Saudi wives blamed for high divorce rate

Husbands say wives have more time for friends and cosmetics

Saudi Arabia has one of the highest divorce rates in the world and this is because wives have more time for friends and cosmetics than their husbands.

The findings were published in Saudi Gazette newspaper, which said they were a result of a survey by 50 men participating in a seminar organized by the National Committee for Marriage Facilitation in the western Red Sea port of Jeddah.

“The majority of Saudi husbands at a two-day focus group blamed Saudi wives for the high divorce rate in the country,” the paper said.

“Most of the 50 participants at the meeting said Saudi wives are not properly trained for domestic life, spend extravagantly and have more time for friends and relatives than their husbands and children.”

But the paper said it found some points of agreement among the couples, including that Saudi females come into marriage ill-prepared and are not willing to do the daily chores of cooking meals, laundry, ironing clothes, caring for sick children and assisting them with their homework.

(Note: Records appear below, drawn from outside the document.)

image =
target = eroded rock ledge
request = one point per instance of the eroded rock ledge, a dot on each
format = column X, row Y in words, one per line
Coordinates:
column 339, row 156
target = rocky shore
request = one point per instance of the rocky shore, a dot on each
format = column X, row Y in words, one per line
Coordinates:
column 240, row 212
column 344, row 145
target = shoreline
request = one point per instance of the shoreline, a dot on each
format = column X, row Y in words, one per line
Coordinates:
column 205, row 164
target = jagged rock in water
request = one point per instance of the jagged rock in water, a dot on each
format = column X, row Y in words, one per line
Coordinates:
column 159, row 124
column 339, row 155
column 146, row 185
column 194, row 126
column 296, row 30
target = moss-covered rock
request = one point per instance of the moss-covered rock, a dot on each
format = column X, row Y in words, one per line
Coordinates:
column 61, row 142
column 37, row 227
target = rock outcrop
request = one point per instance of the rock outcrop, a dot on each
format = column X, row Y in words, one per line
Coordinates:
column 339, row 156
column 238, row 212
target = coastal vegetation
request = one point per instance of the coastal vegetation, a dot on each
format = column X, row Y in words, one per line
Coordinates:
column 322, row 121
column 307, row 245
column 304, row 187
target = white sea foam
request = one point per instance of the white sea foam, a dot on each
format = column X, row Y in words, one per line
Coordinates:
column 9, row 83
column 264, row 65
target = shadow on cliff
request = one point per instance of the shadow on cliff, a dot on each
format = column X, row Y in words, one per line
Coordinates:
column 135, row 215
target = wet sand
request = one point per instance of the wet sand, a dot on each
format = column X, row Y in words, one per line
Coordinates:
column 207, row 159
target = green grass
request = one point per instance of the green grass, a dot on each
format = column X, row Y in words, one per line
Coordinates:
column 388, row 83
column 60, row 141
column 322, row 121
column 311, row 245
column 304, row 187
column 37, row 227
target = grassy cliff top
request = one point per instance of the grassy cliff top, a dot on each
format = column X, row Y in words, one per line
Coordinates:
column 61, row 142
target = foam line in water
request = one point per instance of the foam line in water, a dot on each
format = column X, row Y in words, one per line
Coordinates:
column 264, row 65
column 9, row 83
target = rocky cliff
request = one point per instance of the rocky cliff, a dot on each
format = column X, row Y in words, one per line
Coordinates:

“Females from well-to-do families expect a husband to maintain similar standards to that of their families. They also insist on domestic workers and drivers even if this puts a dent in the family’s budget, say the participants,” it said.

“Saudi wives also spend too much on cosmetics and perfume, hairdressing and party gowns even to the point of draining a credit card. In addition, they insist on maintaining pre-marriage, time-consuming obligations with family, relatives and female friends at the expense of quality time with their husbands.”

The paper quoted a participant, Ziyad Bagabas, as saying that there is an “over-emphasis” on female education at the expense of fundamental skills necessary to maintain family life in Saudi Arabia, the world’s oil powerhouse.

“The first eight months of marriage were spent at my family’s house because my wife could easily burn water in a kettle. I think we are pushing formal higher education too far which creates an imbalance in a female’s home-skills,” he said.

Husain Bahuthailah, Fahad Alelayani and Sameer Nutto, all architects, said they believe that mothers should teach their daughters to manage a household. Alelayani said that while six years of home economics is part of the curriculum for females, his wife either had a “poor memory” or was “falsely promoted” because she cannot “grate a carrot safely”.

Other participants suggested that there should be domestic tests drawn up for wives-to-be and if they fail they should be forced to undergo training.

“Look, maids recruited overseas are trained to carry out domestic work prior to their arrival, particularly to Saudi Arabia. A family with a daughter of marriageable age should seriously look at her daughter’s lack of domestic skill,” Nutto said.

The paper said more than 85 percent of participants blamed wives’ alleged lavish spending for marriage disputes. Almost all agreed that this behavior was widely prevalent whatever the level of education.